- The architecture typically describes the buiding of a datalake for the storage of all forms of data that can be extracted from an open source kaggle repository on the internet. Typically, there are two possible scenarios:
-
- Batch Data
-
- Streaming Data
This project is concerned with ingesting batch data from source by using python scripts and preparing it is such a way that would be easy to extract and display information on a data analytics tool Microsoft PowerBi.
We had to exclude the streaming data because there was no correlation between the weather conditions in France and the Covid-19 data.

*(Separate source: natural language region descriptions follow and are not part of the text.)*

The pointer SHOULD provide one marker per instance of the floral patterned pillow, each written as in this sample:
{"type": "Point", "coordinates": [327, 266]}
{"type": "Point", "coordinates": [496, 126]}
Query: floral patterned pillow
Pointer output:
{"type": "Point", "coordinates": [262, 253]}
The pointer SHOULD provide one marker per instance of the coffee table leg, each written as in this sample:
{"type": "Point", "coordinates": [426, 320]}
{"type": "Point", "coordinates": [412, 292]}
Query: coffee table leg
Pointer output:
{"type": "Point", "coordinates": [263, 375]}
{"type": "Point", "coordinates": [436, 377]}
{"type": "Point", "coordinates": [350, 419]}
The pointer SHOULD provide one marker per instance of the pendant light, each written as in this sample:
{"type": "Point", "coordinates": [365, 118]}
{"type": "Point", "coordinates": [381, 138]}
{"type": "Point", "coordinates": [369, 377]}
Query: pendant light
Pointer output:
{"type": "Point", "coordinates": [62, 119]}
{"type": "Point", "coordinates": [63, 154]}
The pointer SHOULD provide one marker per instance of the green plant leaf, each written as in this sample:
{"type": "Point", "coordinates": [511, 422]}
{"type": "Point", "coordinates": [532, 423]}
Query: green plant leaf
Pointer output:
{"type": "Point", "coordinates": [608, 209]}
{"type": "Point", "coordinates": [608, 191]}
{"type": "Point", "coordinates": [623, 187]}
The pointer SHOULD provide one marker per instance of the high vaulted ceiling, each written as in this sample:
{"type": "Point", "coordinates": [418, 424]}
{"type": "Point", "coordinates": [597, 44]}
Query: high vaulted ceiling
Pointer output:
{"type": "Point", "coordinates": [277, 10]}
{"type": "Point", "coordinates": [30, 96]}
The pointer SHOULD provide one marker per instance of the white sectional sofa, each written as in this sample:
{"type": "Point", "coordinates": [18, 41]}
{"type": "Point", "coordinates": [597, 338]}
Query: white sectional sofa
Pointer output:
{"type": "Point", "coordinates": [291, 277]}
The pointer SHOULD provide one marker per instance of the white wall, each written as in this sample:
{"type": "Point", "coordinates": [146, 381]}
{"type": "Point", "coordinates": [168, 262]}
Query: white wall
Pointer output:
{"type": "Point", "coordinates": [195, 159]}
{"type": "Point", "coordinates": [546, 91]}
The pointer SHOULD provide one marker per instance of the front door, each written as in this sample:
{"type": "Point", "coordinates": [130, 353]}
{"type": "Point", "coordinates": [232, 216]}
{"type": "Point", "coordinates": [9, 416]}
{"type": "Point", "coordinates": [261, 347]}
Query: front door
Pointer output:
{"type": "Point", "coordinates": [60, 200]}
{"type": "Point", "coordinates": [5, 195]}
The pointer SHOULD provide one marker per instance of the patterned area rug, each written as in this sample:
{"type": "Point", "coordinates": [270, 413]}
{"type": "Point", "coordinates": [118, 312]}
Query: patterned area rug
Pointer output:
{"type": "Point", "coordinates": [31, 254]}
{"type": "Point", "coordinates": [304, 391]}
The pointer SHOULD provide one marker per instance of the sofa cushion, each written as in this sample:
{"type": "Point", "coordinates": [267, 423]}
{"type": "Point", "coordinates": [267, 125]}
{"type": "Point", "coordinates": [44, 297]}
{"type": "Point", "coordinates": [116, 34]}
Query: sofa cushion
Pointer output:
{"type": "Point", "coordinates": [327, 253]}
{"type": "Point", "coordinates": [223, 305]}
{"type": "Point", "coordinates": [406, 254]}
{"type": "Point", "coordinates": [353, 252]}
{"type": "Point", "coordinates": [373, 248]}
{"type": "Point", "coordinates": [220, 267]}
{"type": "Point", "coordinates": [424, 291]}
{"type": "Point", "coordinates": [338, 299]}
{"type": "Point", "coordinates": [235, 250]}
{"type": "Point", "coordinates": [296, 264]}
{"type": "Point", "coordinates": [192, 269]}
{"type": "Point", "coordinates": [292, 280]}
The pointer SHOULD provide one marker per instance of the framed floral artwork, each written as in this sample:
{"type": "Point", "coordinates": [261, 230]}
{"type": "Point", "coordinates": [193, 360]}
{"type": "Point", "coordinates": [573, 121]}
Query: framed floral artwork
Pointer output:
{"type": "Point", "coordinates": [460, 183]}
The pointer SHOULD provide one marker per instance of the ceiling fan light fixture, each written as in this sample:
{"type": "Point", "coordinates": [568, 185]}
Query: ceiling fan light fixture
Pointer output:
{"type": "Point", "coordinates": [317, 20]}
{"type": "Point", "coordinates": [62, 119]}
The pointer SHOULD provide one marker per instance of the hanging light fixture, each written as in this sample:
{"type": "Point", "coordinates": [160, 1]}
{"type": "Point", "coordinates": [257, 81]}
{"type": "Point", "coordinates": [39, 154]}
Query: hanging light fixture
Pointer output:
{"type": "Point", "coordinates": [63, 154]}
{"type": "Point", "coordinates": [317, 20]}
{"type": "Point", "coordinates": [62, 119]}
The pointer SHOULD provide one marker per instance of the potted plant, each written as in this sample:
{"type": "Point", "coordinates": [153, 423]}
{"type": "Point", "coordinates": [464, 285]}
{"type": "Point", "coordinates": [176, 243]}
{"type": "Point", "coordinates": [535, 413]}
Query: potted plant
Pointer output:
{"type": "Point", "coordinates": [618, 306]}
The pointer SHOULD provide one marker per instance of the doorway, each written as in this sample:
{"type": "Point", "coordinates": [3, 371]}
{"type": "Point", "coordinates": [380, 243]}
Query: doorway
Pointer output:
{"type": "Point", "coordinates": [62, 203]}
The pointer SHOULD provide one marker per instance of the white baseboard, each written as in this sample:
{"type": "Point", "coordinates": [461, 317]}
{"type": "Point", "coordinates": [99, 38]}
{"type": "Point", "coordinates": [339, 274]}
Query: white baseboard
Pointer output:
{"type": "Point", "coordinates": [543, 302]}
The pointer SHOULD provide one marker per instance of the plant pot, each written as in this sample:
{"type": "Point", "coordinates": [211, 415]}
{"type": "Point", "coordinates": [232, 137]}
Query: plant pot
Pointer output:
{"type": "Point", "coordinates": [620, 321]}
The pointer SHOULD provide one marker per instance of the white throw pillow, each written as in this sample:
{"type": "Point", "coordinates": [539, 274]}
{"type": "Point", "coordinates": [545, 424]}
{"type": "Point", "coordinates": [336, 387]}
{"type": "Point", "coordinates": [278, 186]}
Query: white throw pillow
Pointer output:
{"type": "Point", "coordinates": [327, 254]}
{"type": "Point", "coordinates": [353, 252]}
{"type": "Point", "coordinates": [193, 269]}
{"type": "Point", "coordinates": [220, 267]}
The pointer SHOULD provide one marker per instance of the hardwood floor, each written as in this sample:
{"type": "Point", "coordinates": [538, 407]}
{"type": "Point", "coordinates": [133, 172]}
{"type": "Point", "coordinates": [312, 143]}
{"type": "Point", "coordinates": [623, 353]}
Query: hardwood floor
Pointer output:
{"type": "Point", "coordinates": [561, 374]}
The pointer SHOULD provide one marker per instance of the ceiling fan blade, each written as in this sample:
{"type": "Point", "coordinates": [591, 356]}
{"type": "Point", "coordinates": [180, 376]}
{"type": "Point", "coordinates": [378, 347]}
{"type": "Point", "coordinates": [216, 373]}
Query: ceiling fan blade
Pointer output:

The project is a typical ETL procedure
- The data used for this project is a dataset on Covid-19. It is a dataset that is located at and curled from the url https://www.kaggle.com/hgunraj/covidxct. It is a 29GB data that containes the following files in a zip: 2A_images metadata.txt test_COVIDx_CT-2A.txt train_COVIDx_CT-2A.txt Val_COVIDx_CT-2A.txt
The Images folder contains images of patients brains who at the time of taking covid tests, either have pneumonia, Covid-19 or normal. For each patient, we have several intrinsic information such as Country, age, sex, disease type (normal, covid or Pneumonia) all linked to the patient ID
- Data ingestion was done by running a python script on an Ubuntu 20.4 ec2 instance in Amazon cloud. To address cost, the ec2 instance used is within the free tier. However, to cater for the relatively huge data size, the storage on the server was increase in excess of required space. There was no requirement to upgrade the ec2 instance as it is a fresh installment from Amazon.
The EC2 instance was configured as follows:
-
Install pip sudo apt install python3-pip
-
Create a virtual env named Project5 python3 -m pip install virtualenv Virtualenv Project5
-
Install Boto3 and Kaggle Libraries pip install boto3 pip install kaggle
The python script written does the following:
- Extract the zip files
- Merge the content of the txt file before uploading into the s3 datalake.
The process of extractions and merging required that the data be first uploaded to storage on the ec2 instance, perform the transformation process before uploading the files into s3 bucket. This is because data manipulation in s3 is more complicated.
The error below is typical of data extraction from Kaggle:
ubuntu@ip-172-31-82-159:~/Project5$ python3 project.py Traceback (most recent call last): File "project.py", line 1, in from kaggle.api.kaggle_api_extended import KaggleApi File "/home/ubuntu/.local/lib/python3.8/site-packages/kaggle/init.py", line 23, in api.authenticate() File "/home/ubuntu/.local/lib/python3.8/site-packages/kaggle/api/kaggle_api_extended.py", line 164, in authenticate raise IOError('Could not find {}. Make sure it's located in' OSError: Could not find kaggle.json. Make sure it's located in /home/ubuntu/.kaggle. Or use the environment method.
This error is easily taken care of by downloading the kaggle json file and saving it into the root directory of the ec2 instance /home/ubuntu The json file is needed to establish connection to kaggle before any data can be extracted.
After unzipping and merging the files, the data is then uploaded to s3 and the update is seen realtime:
During uploading of the files to S3, about 126,000 files were uploaded out of about 196,000 files. This accounts for about 64% success rate. The huge failure experienced was due to the low compute power of the ec2 instance which resulted to throtling during the processing. The free tier ec2 instance runs about 300 iops. To resolve this, the python code was redesigned to go into the folder, make comparison with successful upload and upload the differential:
This resulted to the uploading of the remaining missing files:
- Now that all the data has been moved to s3, we now have a datalake from which we are set to extract useful information to display on PowerBi. To achieve this, there is a need to install a connector for PowerBI to S3. Establishing a connection between the s3 and PowerBi allows us search for needed information from the datalake and displaying same in powerBi.